Hatırlayacaksınız Sayın Başkan, iki hafta önce şiddet konusunda burada görüşürken "gerekçe yazmalı" diye bir ibareyi yasaya koymuşlar. Ya "gerekçe yazmalı" konur mu? Anayasa madde 141 açık, o kadar açık ki ben bu kadar açık bir maddeyi bir başka anayasada göremedim. Bütün mahkemelerin her türlü kararları gerekçeli olarak yazılır, başka bir sıfat yok yani bunu güçlendirici başka bir sıfat yok. Ama ben yasaya "Gerekçeli yazılır." kaydını koyarsam o zaman neyi itiraf etmiş oluyorum? Yargıcım Anayasa'nın bu hükmünü yerine getirmiyor, demek ki yerine getirmeyebilir bunu, onu kabullenmiş oluyorum. İşte, bu düzenleme palyatif bir düzenlemedir, bu düzenleme göz boyama düzenlemesidir. Bunu yapmayalım, bunu yapmayalım. Biz, yapacaksak yargı bütününde adil yargılanma hakkı gereklerini güvence altına alıcı düzenlemeler yapalım.

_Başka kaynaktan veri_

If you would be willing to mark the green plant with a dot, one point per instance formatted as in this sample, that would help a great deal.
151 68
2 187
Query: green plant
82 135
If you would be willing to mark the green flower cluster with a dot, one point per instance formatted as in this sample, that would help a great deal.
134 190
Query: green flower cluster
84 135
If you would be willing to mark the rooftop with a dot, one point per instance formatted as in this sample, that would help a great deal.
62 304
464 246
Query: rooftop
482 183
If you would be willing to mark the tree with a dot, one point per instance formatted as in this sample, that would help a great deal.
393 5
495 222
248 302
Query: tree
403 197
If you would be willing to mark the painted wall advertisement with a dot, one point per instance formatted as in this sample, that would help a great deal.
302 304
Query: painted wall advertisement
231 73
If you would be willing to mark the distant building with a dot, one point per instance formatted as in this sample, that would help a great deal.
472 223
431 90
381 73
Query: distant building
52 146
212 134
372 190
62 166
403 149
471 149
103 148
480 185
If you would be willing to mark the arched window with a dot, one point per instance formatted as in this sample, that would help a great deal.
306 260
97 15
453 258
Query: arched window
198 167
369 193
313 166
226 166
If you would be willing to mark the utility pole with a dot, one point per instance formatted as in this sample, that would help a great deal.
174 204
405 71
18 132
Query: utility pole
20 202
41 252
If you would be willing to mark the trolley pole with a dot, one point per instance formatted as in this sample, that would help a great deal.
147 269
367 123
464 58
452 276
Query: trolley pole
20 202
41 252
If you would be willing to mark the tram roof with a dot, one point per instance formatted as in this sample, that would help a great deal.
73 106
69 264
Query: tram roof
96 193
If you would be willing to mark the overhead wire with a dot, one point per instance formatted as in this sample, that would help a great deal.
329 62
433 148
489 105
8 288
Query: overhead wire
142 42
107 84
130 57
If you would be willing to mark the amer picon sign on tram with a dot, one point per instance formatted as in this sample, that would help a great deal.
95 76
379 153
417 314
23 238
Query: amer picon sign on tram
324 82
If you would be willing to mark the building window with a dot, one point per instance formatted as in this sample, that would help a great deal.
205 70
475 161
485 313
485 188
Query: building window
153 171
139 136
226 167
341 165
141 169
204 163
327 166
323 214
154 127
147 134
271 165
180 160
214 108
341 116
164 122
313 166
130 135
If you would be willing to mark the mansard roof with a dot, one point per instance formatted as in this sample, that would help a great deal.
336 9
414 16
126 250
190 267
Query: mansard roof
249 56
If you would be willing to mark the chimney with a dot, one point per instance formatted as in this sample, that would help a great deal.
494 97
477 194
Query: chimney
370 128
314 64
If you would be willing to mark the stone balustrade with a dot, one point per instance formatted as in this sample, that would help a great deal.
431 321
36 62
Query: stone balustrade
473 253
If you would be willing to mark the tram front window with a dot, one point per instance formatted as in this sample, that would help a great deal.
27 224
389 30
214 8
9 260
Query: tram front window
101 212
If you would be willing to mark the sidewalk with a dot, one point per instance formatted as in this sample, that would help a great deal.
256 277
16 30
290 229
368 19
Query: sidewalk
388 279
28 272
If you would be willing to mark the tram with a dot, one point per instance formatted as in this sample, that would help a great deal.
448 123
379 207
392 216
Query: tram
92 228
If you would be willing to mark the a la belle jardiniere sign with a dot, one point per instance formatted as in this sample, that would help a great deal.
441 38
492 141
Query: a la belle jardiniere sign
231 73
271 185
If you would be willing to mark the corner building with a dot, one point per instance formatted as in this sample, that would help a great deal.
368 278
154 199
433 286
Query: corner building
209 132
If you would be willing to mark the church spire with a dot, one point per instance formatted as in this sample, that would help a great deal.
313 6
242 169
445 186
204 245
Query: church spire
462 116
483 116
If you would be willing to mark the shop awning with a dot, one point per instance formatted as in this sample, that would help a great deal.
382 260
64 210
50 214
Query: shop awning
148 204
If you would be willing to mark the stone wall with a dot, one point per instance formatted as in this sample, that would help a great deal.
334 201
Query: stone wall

Biraz tikel konuya gelerek bitireceğim, neden ayrımcı bir uygulama? Şimdi, bakın, kamuda çalışan bir kişi staj mı yapacak, yoksa kamu hizmeti mi yapacak, avukatlık stajı mı yapacak? Avukatlık stajı bir kamu hizmeti değil mi? "Hem avukatlık stajı yapsın hem de kendi görevini yapsın." dersek o zaman bunun anlamı şudur: Kamudaki görevini yarım yamalak yap, stajı da sulandırarak yap; kâğıt üzerinde. Hayır... Naylon diyorsunuz buna değil mi, kâğıt üstünde? Biz buna cevaz vermemeliyiz. Bunu yaparsak eğer, o zaman biz, hâkim ve savcıların, nasıl ki hâkim ve savcılar, öğretmenler, diğerleri adayken, stajyerken belirli bir statüye sahipler ve onun gereklerini yerine getiriyorlar, onu engellemiş oluruz. Bakın, üniversiteden şu kadar yıldır uzağım ama bana sıkça yeni mezunlar geliyor "Hocam, bana bir avukat bulur musunuz?" Avukat bulmak kolay, bir günde 10 avukat bulayım ama bir avukata, evet, "Böyle bir aday var, ne kadar ücret verirsin?" demek... Yani bu yapılacak teklif değil ama bu durumdalar bizim genç stajyer adayları. O zaman, biz, burada, hazır böyle bir adım atılmışken, bütün stajyerlerimize ilişkin bir statü koyalım; eğer avukatlık mesleğini ciddiye alıyorsak -ki benim görüşüme göre, biraz önce belirttim, savcı ve hâkimlerden artı üç avukatlık değil, hepsini kapsamına alan bir meslektir, çok ciddi bir meslektir, savunmanın temel ayağıdır- o zaman iki şey yapalım. Bütün stajyerliği bir statüye bağlayalım, bütün stajyerlikle ilgili bir statü koyalım ama tabii ki herkes de -hukuk fakültesini bitirmiş olan herkes- hemen, direkt olarak avukatlığa başlayamasın. Onun yapılmaması için bugün, burada, ortak irade koyalım, hukuk fakülteleri de gece yarılarında kurulmasın, açılmasın; bu mümkün değil. Bu ülkemize hizmet değil, bu bir ihanettir. Demek ki bu üçünü birlikte düşünelim; hukuki eğitim ve öğretimi, stajyerlik statüsünü ve ondan sonrasını. Ama bunu ben, Anayasa'nın sadece 10'uncu maddesine aykırıdır, Anayasa'nın 36'ncı maddesine aykırıdır veyahut da 138 ve devamı maddesine aykırıdır biçiminde indirgeyici bir yaklaşımla yetinmek ve açıklamak istemedim.
Sayın Özkan ve Sayın Özkaya, bu çok ciddi bir konu. Size teşekkür etmem gerekir arkadaşlarım adına, bunu gündeme getirdiniz. Keşke bu şekilde gündeme getirmeseydiniz tabii ki ama gündeme getirmiş olmanız bile başlı başına çok önemlidir ve bunu lütfen ciddiyetle düşünelim derim ve dikkatiniz için teşekkür ederim.